Clondalkin man slashed victim’s cheek open with knife

By Sonya McClean

A man who was caught by gardai slashing the cheek of an acquaintance in broad daylight will be sentenced next October.

Darren Gallagher (46) was spotted by Garda Dominic Downing slicing his victim, who is “known to gardai”, with a Stanley blade outside a supermarket before “casually walking” away. It was 4pm and the plainclothes garda was on routine patrol at the time.

Dublin Courts 4

Gallagher was stopped minutes later and a knife was found in his tracksuit bottoms.

He later claimed in garda interview that the victim had threatened both him and members of his family, although Garda Dowling said he was not in a position to confirm if this was the case.

The garda agreed with Anne-Marie Lawlor BL, prosecuting that he called to the victim’s home that day and could see the cut to his face.

He said the man had never made a statement to gardai and had been “unwilling to engage” with the investigation.
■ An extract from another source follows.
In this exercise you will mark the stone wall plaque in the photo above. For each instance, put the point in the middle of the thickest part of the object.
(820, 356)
He has not prepared a victim impact statement.

Gda Downing said he was not aware if the man ever sought medical assistance, but confirmed that although the cut had healed, he did have a noticeable scar.

Gallagher, of St Ronan’s Park, Clondalkin, pleaded guilty at Dublin Circuit Criminal Court to assault causing harm to the man on Neilstown Road, also Clondalkin, on August 22, 2016. He has three previous convictions for minor offences.

Judge Karen O’Connor said the court had grave concerns that this attack had been carried out in public in broad daylight when members of the local community could have been in the vicinity.

She noted that Gallagher had walked away casually from the scene.

She adjourned sentencing to October 17 next, remanded Gallagher on continuing bail and ordered a probation report for the next date.

Garda Downing agreed with Jennifer Jackson BL, defending, that Gallagher had not come to garda attention since 1990, the last recorded conviction against him.

He accepted that the victim was “known to gardai” and he wasn’t refusing to co-operate with the investigation because he was in fear of Gallagher.

Ms Jackson submitted that her client’s plea of guilty was of assistance to the prosecution considering the position the victim took in relation to the investigation.

She suggested it was a once-off incident out of character for her client and Garda Downing confirmed he believed Gallagher was unlikely to come before the courts again.